In ancient history, Trier was referred to as "the second Rome", where the first Roman Emperor Constantine the Great once lived. Trier later came under French occupation until the year 1815, when it was subsequently proclaimed as part of the German Kingdom. In 1818, the German town saw the birth of Karl Marx, the founder of the theories of Marxism. Today, Trier is a pleasant and lively town that still boasts several well preserved Roman monuments which are inscribed in Unesco's list of World Heritage Sites.

With the limited amount of time I had at this stopover, I headed straight to the centre of Trier, the bustling Hauptmarkt or market square, and walked down Simeonstra├če, the pedestrianized street all the way to the town's most important Roman monument, Porta Nigra.

Above & Below: Right in the heart of the market square with tourist shops, attractive fruit and flower stalls.

Above & Below:
One of Trier's most important Roman monuments, the Porta Nigra or the 'Black Gate' - a 2nd century Roman city gate. The only remaining gate out of four that once existed, the Porta Nigra was saved from destruction by a much revered Greek hermit monk who went to live in its ruins.

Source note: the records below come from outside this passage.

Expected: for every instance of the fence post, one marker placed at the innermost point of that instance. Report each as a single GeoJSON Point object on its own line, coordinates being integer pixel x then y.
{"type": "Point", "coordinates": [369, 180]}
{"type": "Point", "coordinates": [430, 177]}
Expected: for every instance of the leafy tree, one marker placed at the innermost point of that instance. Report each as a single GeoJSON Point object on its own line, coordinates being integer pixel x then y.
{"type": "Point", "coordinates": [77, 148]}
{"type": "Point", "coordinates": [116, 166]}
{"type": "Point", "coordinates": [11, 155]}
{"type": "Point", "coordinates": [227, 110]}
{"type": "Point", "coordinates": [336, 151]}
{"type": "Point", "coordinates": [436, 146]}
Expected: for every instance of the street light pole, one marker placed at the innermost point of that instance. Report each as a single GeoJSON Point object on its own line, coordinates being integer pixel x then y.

Above: The romanesque Cathedral of St. Peter (the oldest in Germany) and the gothic Church of Our Lady of Trier on the right.

The Cathedral of Trier apparently houses the Holy Robe of Christ (which I didn't get to see) which draws many pilgrims.

Above: The ornate baroque domed ceiling inside the Cathedral.

The other sites to visit in Trier include the Roman baths and Amphitheatre, the Roman palace Basilica Aula Palatina, and also the house of Karl Marx.
But alas! I had run out of time as I had to move on to my next destination, Luxembourg!